The WeightedBlend ensemble (PB 0.878) was tuned by experimenting with different weight ratios (e.g., 0.5:0.5 → 0.75:0.25), and further improved to PB 0.881 through post-processing adjustments. However, We suspected this performance gain was **likely overfitted to the public test set**.

As a result, We adopted a two-fold final submission strategy:
1. The best-performing model We trained independently (**PB 0.835**)
2. The ensemble model with the highest public score (**PB 0.881**)

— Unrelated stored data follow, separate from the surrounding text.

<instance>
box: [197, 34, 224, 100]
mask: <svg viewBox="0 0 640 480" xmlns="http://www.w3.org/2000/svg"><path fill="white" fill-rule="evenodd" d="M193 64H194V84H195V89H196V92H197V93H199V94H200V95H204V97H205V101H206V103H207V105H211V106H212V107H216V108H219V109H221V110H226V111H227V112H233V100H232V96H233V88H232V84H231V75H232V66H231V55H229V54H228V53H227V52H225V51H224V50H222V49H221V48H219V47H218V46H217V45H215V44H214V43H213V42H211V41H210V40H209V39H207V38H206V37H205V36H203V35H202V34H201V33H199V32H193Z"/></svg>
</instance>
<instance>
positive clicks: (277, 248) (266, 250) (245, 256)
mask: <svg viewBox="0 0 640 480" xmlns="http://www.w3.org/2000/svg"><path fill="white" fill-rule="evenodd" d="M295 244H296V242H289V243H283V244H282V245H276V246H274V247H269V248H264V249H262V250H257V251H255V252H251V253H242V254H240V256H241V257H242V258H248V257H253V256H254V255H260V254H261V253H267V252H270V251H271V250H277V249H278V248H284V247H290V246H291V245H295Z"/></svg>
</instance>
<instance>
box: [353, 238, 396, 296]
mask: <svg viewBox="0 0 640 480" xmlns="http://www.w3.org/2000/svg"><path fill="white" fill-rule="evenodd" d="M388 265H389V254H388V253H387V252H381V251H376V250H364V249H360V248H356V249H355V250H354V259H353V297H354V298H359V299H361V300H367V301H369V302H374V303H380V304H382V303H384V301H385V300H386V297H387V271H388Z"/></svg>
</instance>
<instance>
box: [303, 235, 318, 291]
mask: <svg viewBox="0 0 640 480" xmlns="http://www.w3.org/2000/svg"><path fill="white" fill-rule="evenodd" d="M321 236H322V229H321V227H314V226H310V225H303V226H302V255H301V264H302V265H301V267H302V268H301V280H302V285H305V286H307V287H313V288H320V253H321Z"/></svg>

However, once the private leaderboard was revealed, the outcome defied expectations. **All submissions scored higher on the Private Leaderboard**, and this trend was consistent across many teams. Surprisingly, the initial ensemble (PB 0.878) achieved **PV 0.893**, which aligned with **Bronze medal range** scores.

### ❗ **Summary**
- Assumptions based on historical leaderboard trends did **not apply** to this year's competition.  
- A **conservative submission strategy**—rather than bold experimentation—led to a **drop in final ranking**.  
- **Public Leaderboard Rank: 162 → Private Leaderboard Rank: 507**

---

## 😓 **Technical Limitations & Regrets**

From my perspective, there were two core challenges that defined this competition:

1. How to refine and effectively utilize the weakly labeled `train_audio` data.
2. How to generate trustworthy pseudo-labels from `train_soundscapes` for semi-supervised learning.

For challenge #1, We focused on the fact that **most bird sounds occur in high-frequency ranges**, and developed a heuristic that:
> Filters 5-second audio segments where signals exceed -27.5 dB above 2 kHz.

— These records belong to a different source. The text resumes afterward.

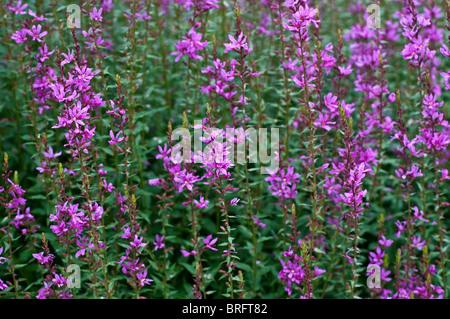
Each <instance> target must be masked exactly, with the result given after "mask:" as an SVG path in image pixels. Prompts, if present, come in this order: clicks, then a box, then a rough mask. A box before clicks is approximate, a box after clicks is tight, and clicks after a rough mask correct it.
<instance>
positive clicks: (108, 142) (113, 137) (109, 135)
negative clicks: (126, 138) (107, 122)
mask: <svg viewBox="0 0 450 319" xmlns="http://www.w3.org/2000/svg"><path fill="white" fill-rule="evenodd" d="M120 134H122V131H119V133H117V135H116V136H114V132H113V131H112V130H111V131H109V136H110V137H111V141H108V143H109V144H111V145H115V144H117V143H120V142H122V141H123V140H124V139H125V137H119V135H120Z"/></svg>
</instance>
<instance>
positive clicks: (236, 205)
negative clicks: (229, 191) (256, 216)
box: [230, 197, 240, 206]
mask: <svg viewBox="0 0 450 319" xmlns="http://www.w3.org/2000/svg"><path fill="white" fill-rule="evenodd" d="M239 201H240V199H239V198H237V197H235V198H233V199H232V200H231V201H230V205H231V206H237V203H239Z"/></svg>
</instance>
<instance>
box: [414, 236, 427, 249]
mask: <svg viewBox="0 0 450 319" xmlns="http://www.w3.org/2000/svg"><path fill="white" fill-rule="evenodd" d="M420 239H421V238H420V235H418V236H413V241H412V244H413V246H416V247H417V249H419V250H422V249H423V246H425V240H423V241H420Z"/></svg>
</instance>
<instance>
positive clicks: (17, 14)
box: [7, 0, 28, 15]
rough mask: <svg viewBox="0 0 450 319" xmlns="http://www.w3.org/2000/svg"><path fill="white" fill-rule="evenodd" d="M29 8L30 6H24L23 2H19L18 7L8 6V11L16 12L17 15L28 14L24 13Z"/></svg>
mask: <svg viewBox="0 0 450 319" xmlns="http://www.w3.org/2000/svg"><path fill="white" fill-rule="evenodd" d="M27 7H28V4H26V3H25V4H23V5H22V0H19V1H17V3H16V6H15V7H12V6H8V7H7V8H8V10H10V11H12V12H14V14H15V15H18V14H25V13H26V12H25V11H24V10H25V9H26V8H27Z"/></svg>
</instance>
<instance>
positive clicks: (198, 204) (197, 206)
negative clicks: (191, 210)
mask: <svg viewBox="0 0 450 319" xmlns="http://www.w3.org/2000/svg"><path fill="white" fill-rule="evenodd" d="M208 203H209V200H205V198H204V197H203V195H200V201H198V200H196V199H194V204H195V208H198V209H200V208H208Z"/></svg>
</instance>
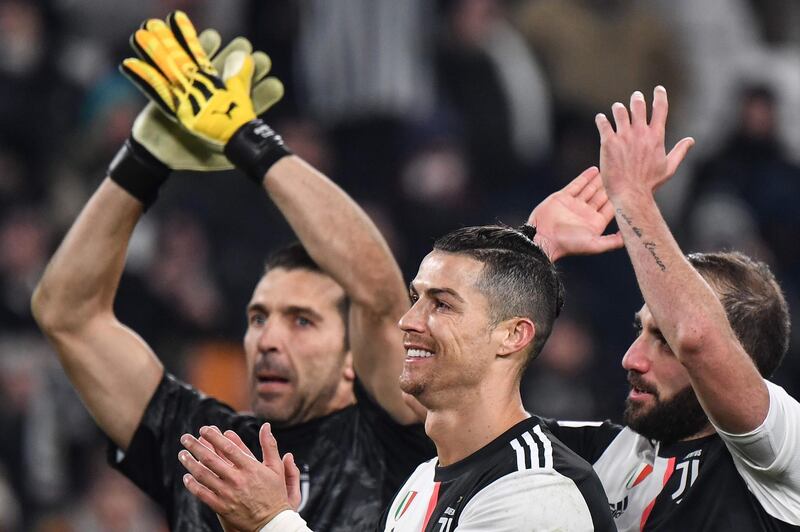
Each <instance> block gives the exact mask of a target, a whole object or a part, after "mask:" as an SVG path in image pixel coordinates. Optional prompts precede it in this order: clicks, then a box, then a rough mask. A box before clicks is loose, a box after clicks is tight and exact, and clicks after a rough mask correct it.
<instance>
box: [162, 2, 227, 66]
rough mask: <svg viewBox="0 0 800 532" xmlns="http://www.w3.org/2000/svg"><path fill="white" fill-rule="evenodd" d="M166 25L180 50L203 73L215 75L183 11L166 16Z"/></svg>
mask: <svg viewBox="0 0 800 532" xmlns="http://www.w3.org/2000/svg"><path fill="white" fill-rule="evenodd" d="M167 25H168V26H169V30H170V32H171V33H172V36H173V37H174V39H175V41H176V42H177V43H178V44H179V45H180V47H181V49H182V50H183V51H184V52H185V53H186V54H187V55H189V56H190V57H191V59H192V60H193V61H194V62H195V63H196V64H197V65H198V66H199V67H200V69H201V70H204V71H205V72H211V73H214V74H216V71H214V67H213V66H212V65H211V61H210V60H209V56H208V55H206V52H205V50H203V46H202V44H201V43H200V41H199V40H198V38H197V30H195V28H194V24H192V21H191V20H189V17H188V16H187V15H186V13H184V12H183V11H180V10H178V11H173V12H172V13H170V14H169V15H168V16H167Z"/></svg>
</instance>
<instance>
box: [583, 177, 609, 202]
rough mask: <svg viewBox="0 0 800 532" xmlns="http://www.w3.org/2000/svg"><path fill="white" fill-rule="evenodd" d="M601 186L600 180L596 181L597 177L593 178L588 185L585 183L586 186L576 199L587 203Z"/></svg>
mask: <svg viewBox="0 0 800 532" xmlns="http://www.w3.org/2000/svg"><path fill="white" fill-rule="evenodd" d="M598 175H599V174H598ZM602 184H603V182H602V181H601V180H600V179H597V176H595V178H594V179H592V180H591V181H589V183H587V185H586V186H585V187H583V190H581V193H580V194H578V199H579V200H581V201H583V202H584V203H585V202H587V201H589V199H591V197H592V196H594V194H595V192H597V189H599V188H600V187H601V186H602Z"/></svg>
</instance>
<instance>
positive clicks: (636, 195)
mask: <svg viewBox="0 0 800 532" xmlns="http://www.w3.org/2000/svg"><path fill="white" fill-rule="evenodd" d="M608 200H609V201H610V202H611V204H612V205H613V206H614V208H619V207H622V206H631V205H633V206H637V207H640V206H642V207H644V206H647V205H650V204H655V196H654V195H653V191H652V190H630V189H626V190H621V191H619V192H615V193H613V194H609V195H608Z"/></svg>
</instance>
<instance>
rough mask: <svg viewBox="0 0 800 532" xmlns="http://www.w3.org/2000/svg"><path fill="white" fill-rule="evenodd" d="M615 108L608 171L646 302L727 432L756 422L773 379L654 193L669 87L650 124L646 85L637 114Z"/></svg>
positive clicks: (680, 358)
mask: <svg viewBox="0 0 800 532" xmlns="http://www.w3.org/2000/svg"><path fill="white" fill-rule="evenodd" d="M612 112H613V115H614V121H615V125H616V132H615V130H614V129H613V128H612V127H611V124H610V123H609V121H608V119H607V118H606V117H605V116H604V115H598V116H597V127H598V130H599V131H600V140H601V148H600V171H601V173H602V177H603V182H604V185H605V188H606V192H607V194H608V197H609V199H610V201H611V203H612V204H613V206H614V211H615V215H616V219H617V224H618V225H619V227H620V230H621V232H622V236H623V239H624V241H625V248H626V249H627V251H628V255H629V256H630V259H631V263H632V264H633V268H634V271H635V273H636V279H637V281H638V283H639V288H640V289H641V291H642V295H643V296H644V300H645V303H646V304H647V307H648V309H649V310H650V312H651V314H652V315H653V318H654V320H655V322H656V323H657V324H658V327H659V329H660V330H661V333H662V334H663V335H664V338H665V339H666V341H667V343H668V344H669V346H670V348H671V350H672V352H673V353H674V354H675V356H676V357H677V358H678V360H679V361H680V362H681V364H682V365H683V366H684V367H685V368H686V369H687V370H688V373H689V377H690V379H691V383H692V387H693V388H694V390H695V392H696V393H697V397H698V398H699V400H700V403H701V404H702V406H703V409H704V410H705V411H706V413H707V414H708V416H709V417H710V418H711V419H712V420H713V422H714V423H715V424H716V425H717V426H718V427H720V428H721V429H723V430H724V431H726V432H731V433H737V434H738V433H744V432H747V431H750V430H753V429H755V428H756V427H758V426H759V425H760V424H761V423H762V422H763V421H764V419H765V418H766V415H767V412H768V409H769V394H768V390H767V388H766V385H765V383H764V381H763V379H762V378H761V376H760V374H759V373H758V370H757V369H756V367H755V364H754V363H753V361H752V359H751V358H750V357H749V356H748V354H747V353H746V352H745V351H744V349H743V348H742V346H741V344H740V343H739V341H738V340H737V338H736V336H735V334H734V332H733V330H732V329H731V326H730V324H729V322H728V319H727V316H726V314H725V310H724V308H723V306H722V304H721V303H720V301H719V299H718V298H717V295H716V294H715V293H714V291H713V290H712V288H711V287H710V286H709V285H708V283H706V281H705V280H704V279H703V278H702V277H701V276H700V274H698V273H697V271H696V270H695V269H694V268H693V267H692V266H691V265H690V264H689V262H688V261H687V260H686V258H685V257H684V255H683V252H682V251H681V249H680V248H679V247H678V244H677V242H676V241H675V238H674V237H673V236H672V234H671V233H670V230H669V227H667V224H666V222H665V221H664V219H663V217H662V216H661V213H660V212H659V210H658V207H657V206H656V203H655V199H654V198H653V189H654V186H655V184H656V183H658V182H659V179H660V176H662V175H664V174H665V172H666V168H667V158H666V155H665V150H664V129H665V125H666V119H667V93H666V91H665V90H664V88H663V87H657V88H656V90H655V94H654V100H653V112H652V118H651V120H650V123H649V124H648V122H647V108H646V104H645V101H644V96H643V95H642V94H641V93H640V92H636V93H634V94H633V96H632V97H631V102H630V115H629V114H628V111H627V109H626V108H625V106H624V105H622V104H620V103H616V104H614V106H613V107H612ZM681 142H682V143H683V144H684V145H690V144H691V143H692V141H691V139H684V140H683V141H681ZM732 391H733V392H735V393H732Z"/></svg>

While this method contributed to some performance improvements, it soon plateaued. We concluded that it wasn’t reliable enough to generate pseudo-labels, and therefore **decided not to use `train_soundscapes` at all**.

Midway through the competition, We discovered the concept of **MIL (Multiple Instance Learning)**:
> This technique allows a model to learn from weak labels by focusing on the specific time segments where the positive class appears, which could solve both challenges above in a unified manner.

Unfortunately, due to time constraints and submission errors in the final phase, We were **unable to finish and submit the MIL-based inference code**.

---

## 💡 **Technical Growth & Takeaways**

Despite the limitations, I gained several valuable experiences through this competition:

- Designed and tested preprocessing strategies, model architectural changes, and post-processing techniques that directly led to performance improvements.
- Developed an efficient workflow combining **Kaggle Notebooks and local GPU training**, which helped parallelize experiments and save time.
- Learned about **knowledge distillation (Teacher–Student training)** for the first time while reviewing top solutions after the competition ended.
- Gained practical insights into **data distribution analysis, overfitting detection, and submission strategy planning** for large-scale multi-label audio classification tasks.